Il ristorante che scelsi aveva il menu attaccato alla vetrina con nastro adesivo. Le specialità di frutti di mare e i prezzi modici mi attirarono. Era una specie di tavola calda, ma oltre il banco c’e­rano anche diversi tavolini, fra cui vidi passare una cameriera; l’unica del locale, forse. Ma era difficile giudicare dall’esterno. Era una frizzante giornata di settembre e il sole brillava alto pro­vocando un riflesso così forte che mi pentii di aver riposto gli oc­chiali scuri in fondo alla valigia, dove avrei potuto ripescarli solo dopo aver preso una stanza in albergo.

In quel momento il pensiero più impellente era il cibo, perché mi era venuto un appetito formidabile che poteva essere compro­messo se avessi avuto a che fare con una donna sola. Difatti una donna sola m’induce di solito a rimandare il pranzo, per lo meno fino a quando non l’ho convinta a mangiare insieme. Ma non quella volta. Avevo tanta fame che sarei stato capace di ingurgi­tare perfino le cavallette candite importate dal Giappone.

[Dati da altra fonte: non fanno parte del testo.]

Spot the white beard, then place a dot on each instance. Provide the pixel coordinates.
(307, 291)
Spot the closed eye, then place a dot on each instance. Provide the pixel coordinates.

Inoltre, tre o quattro cameriere in genere sono meglio di una. Ma quell’una poteva essere speciale. La legge della mediocrità va contro questa possibilità, ma è una legge in cui non ho mai avuto molta fiducia; dopotutto, cosa m’impediva di entrare nel risto­rante e fidarmi nella buona stella che mi facesse trovare una ra­gazza ben pettinata, con caviglie tornite e altri attributi capaci di riscaldarmi il sangue?